The fast-track option is an intensive three-semester program that allows candidates (one-year unpaid interns) to complete the secondary licensure program as full-time students in 12 months. Candidates take classes “summer-fall-spring.” The academic year-long internship is completed during the fall and spring semesters.
The two-year option allows candidates (two-year unpaid interns) to complete the secondary postbaccalaureate licensure program as part-time students over a period of 18-24 months. The last semester of the program requires full-time placement at a public school site.
The teaching-while-training option is for candidates (teacher interns) who have secured a teaching position with an Alaska school district. Generally, this option is available only to those candidates in areas of teacher shortage. Candidates complete the secondary postbaccalaureate licensure program over a period of 24 months.

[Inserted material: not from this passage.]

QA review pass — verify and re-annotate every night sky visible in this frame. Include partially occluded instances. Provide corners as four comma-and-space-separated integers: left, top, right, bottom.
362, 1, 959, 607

Upon Acceptance to the Program
The School of Education has a systematic procedure for monitoring the progress of education students from admission through completion of their professional education program to determine if they should continue the program, be advanced to the secondary teaching internship and eventually be recommended for a teaching license. In assessing candidate progress in knowledge, skills and disposition, faculty will review grades, observations, faculty recommendations, demonstrated academic competence and recommendations from the appropriate professionals in the schools. Systematic approaches are used to assist education candidates who are making unsatisfactory progress in their programs, but still maintain potential for successful completion.
The following are specific criteria for entry to the secondary teaching internship:
successful completion of summer program courses;
approval of faculty to enter the secondary education internship;
some school districts may require candidates to pass a general physical exam and require additional shot records;
some school districts require completion of district substitute training which may include a fee, a fingerprint card and AST background check; and
State of Alaska certificate of student teaching authorization, fingerprint cards and money order submitted in accordance with the directions from Alaska Department of Education & Early Development by June 1 (the fee is non-refundable once submitted to the State of Alaska).

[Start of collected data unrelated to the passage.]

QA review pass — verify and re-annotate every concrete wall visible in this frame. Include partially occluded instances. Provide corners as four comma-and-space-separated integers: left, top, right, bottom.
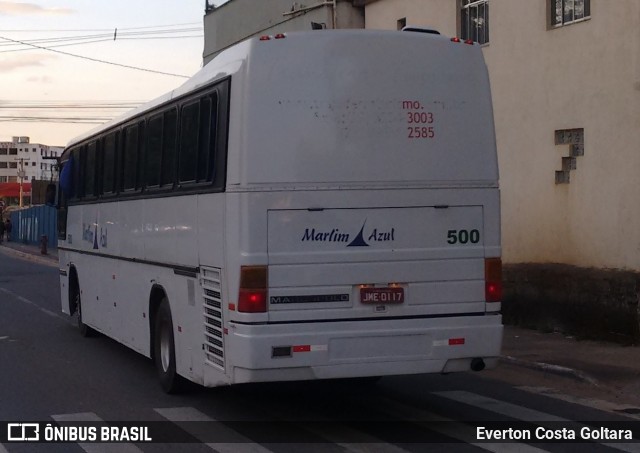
204, 0, 364, 63
485, 0, 640, 272
364, 0, 456, 35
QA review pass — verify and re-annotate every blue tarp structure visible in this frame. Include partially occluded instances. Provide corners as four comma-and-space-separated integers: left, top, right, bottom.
9, 205, 57, 248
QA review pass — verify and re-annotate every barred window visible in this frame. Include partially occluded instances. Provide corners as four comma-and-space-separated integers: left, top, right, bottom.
461, 0, 489, 45
551, 0, 590, 27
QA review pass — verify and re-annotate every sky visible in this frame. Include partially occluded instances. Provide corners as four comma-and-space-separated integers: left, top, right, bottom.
0, 0, 228, 146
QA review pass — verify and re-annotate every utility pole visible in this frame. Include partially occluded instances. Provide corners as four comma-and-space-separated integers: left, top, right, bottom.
15, 157, 30, 208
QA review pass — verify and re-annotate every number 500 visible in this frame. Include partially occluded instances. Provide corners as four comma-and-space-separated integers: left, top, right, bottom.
447, 229, 480, 245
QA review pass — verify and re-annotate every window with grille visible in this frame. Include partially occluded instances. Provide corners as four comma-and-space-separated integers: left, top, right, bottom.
551, 0, 590, 27
461, 0, 489, 45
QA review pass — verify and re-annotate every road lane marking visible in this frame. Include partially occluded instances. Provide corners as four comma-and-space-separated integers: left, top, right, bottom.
435, 391, 640, 453
353, 394, 547, 453
0, 443, 9, 453
154, 407, 274, 453
258, 398, 412, 453
0, 287, 68, 322
517, 386, 640, 421
51, 413, 143, 453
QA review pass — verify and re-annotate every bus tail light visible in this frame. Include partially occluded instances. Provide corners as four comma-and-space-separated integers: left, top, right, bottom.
238, 266, 268, 313
485, 258, 502, 303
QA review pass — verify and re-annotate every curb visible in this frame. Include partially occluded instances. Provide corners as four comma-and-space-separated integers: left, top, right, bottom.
500, 355, 599, 386
0, 244, 58, 268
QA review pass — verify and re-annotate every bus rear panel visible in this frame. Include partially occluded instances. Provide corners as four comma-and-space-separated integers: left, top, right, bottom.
205, 30, 502, 385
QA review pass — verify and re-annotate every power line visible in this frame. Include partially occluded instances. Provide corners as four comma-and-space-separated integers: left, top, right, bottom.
0, 27, 203, 47
0, 35, 190, 78
0, 36, 203, 54
0, 100, 145, 124
0, 116, 112, 124
0, 22, 202, 33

PROFESSIONAL FIELD EXPERIENCES
The secondary postbaccalaureate licensure program includes a comprehensive internship experience in an educational setting. Internship placements are arranged and supervised by university faculty in partnership with the principal and staff from the public school. University course work and classroom practice are closely linked and communication about performance in both the course work and classroom practice is shared among the partners. Internships follow the K-12 school year calendar and not the university academic year calendar.
Performance in the internship must meet stated competencies and individual outcomes. Performance evaluations determine the candidate’s progress toward meeting the InTASC Model Core Teaching Standards and the International Society for Technology in Education’s Standards for Educators for All Teachers and performance guidelines of Specialty Performance Organizations.
It is expected that candidates will demonstrate appropriate professional characteristics with respect to their actions, attitudes and performance. Teacher candidates are required to adhere to the characteristics of professionalism as published in the Secondary Postbaccalaureate Licensure Handbook and to abide by the State of Alaska Code of Ethics of the Education Profession. Unacceptable academic performance, an unprofessional attitude, unsatisfactory field reports, violation of professional ethics or other factors may result in removal from the field experience and denial of the Institutional Recommendation for teacher certification.
Internship placements are made in partnership with participating school districts, which may request additional information and/or preparation from candidates according to the district’s established policies and practices. Because cooperating districts also determine the number of placements available for candidates, placement may become competitive if the number of applicants exceeds the number of spaces. Districts also reserve the right to refuse or terminate placements when candidates do not meet a minimum standard of performance. Thus, while the university will make every effort to identify appropriate field experiences, admission to the secondary postbaccalaureate licensure program does not guarantee an internship placement.